In this work Bukov and collaborators assess the accuracy of neural-network wave functions for the frustrated J1-J2 model on the square lattice.
I think that the paper is quite hard to read and thread of the conversation is not very linear. The general remark is that several different problems are shown, but the reader may be lost in all details.
I will try to make some suggestion to improve the presentation, possibly cutting/rearranging the discussion.
1) Section 3: I do not really understand why the discussion of the complex (holomorphic) state is so long, since, at the end of the day, it does not give sensible results. Still, I do not really understand the reason why there are numerical instabilities. The fact that a complex function must diverge somewhere in the complex plan does not convince me too much. Anyway, since the parametrization with two real functions is eventually more stable, I suggest to cut the part on the complex wave function, just showing the most important results.
2) Section 4: This section looks useful, even though I would have preferred something a bit more quantitative. For the case they show, the exact sign is almost given by the Marshall rule, but what is the relevance of configurations violating the Marshall sign? Namely, what is the amplitude of these configurations (exact vs variational ones)? I am not sure about the real lesson that we learn from this section.
3) Sections 5 and 6: I think that this is most confusign part. For example, I would have discussed the "full basis simulation" in tight connection with "Varying the size of the Monte Carlo fluctuations", since I think they are directly related.
My main concern is about the fact that the machine precision may really affect the results. In my experience, this suggests that there is some problem in the numerical code. Also the fact that different random number sequences may affect the results is very suspicious. There is no a very convincing discussion about that.
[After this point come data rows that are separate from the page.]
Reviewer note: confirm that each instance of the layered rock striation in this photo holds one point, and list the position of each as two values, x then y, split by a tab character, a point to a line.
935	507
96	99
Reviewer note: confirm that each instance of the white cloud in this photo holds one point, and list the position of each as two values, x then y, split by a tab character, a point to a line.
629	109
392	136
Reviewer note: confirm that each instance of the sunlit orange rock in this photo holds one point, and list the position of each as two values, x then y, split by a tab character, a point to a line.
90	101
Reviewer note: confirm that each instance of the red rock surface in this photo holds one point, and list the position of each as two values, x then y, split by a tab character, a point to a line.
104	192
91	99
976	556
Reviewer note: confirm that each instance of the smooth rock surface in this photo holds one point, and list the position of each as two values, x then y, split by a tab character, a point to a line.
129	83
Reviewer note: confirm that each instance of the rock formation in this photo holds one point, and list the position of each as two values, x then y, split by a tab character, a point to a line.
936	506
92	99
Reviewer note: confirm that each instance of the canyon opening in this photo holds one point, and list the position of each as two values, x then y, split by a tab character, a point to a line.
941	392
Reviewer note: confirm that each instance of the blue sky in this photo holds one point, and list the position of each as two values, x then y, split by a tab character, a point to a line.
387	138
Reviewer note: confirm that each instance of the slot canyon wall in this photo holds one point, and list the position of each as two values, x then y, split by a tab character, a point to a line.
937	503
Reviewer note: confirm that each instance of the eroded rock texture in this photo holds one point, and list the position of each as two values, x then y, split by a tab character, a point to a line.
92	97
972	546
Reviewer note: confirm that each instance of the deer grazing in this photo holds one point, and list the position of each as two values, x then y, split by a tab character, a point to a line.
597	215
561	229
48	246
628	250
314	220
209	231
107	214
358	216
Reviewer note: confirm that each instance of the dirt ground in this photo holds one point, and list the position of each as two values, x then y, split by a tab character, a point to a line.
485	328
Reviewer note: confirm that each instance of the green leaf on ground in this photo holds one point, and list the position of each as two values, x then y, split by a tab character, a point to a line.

4) Section 7: I would just shorten the discussion.
Now, let me give a general comment: all the paper is about small lattices (e.g., 4x4 and 6x6), for which exact diagonalizations are possible. What is the usefulness of these neural-network states if 1) they provide more or less the same accuracy of much simpler states (e.g., Gutzwiller-projected fermionic states) and 2) calculations are limited to small systems?
A minor point: it would be better to specify the value of J_2/J_ 1 along the text and in the captions of the figures.
In summary, I would strongly suggest a deep revision of the paper, which should make the presentation linear.